Apart from Gemini 2.5 Flash, both performance and the performance-to-cost ratio clearly favors open-source models, especially when run using batch inference. Generally speaking, open-source models offer between 2x-10x the price/performance of their closed-source counterparts.

For example, the next best model, GPT-4.1-mini, underperforms Qwen3 14B on thinking mode and is more expensive.

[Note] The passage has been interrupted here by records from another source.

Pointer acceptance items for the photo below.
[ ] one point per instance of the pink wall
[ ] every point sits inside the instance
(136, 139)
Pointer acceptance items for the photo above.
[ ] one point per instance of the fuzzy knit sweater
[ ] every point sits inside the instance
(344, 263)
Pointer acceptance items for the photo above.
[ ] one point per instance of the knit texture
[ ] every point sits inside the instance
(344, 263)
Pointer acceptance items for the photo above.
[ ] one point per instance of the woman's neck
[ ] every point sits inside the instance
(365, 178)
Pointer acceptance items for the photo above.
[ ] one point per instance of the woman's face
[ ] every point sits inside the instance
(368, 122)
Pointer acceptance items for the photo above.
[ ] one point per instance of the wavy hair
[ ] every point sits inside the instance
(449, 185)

Despite the benchmarks, many organizations still reach for GPT-4o-mini instead of Gemini 2.5 Flash or GPT-4.1-mini. However, open source offers even more options that deliver better performance at a lower cost, such as Gemma3 27B, Llama 3.3 70B, and the smaller Qwen3 series models. For example, Qwen3 4B without thinking not only offers comparable performance to GPT-4o-mini, but it also has a 10x better performance-to-cost ratio.

How To Choose An Open Source Replacement For Closed Source LLMs

Migrating between models always requires some work, such as adjusting prompts and re-testing performance on internal evals. However, based on performance and cost savings, we put together the following conversion chart with estimated cost savings.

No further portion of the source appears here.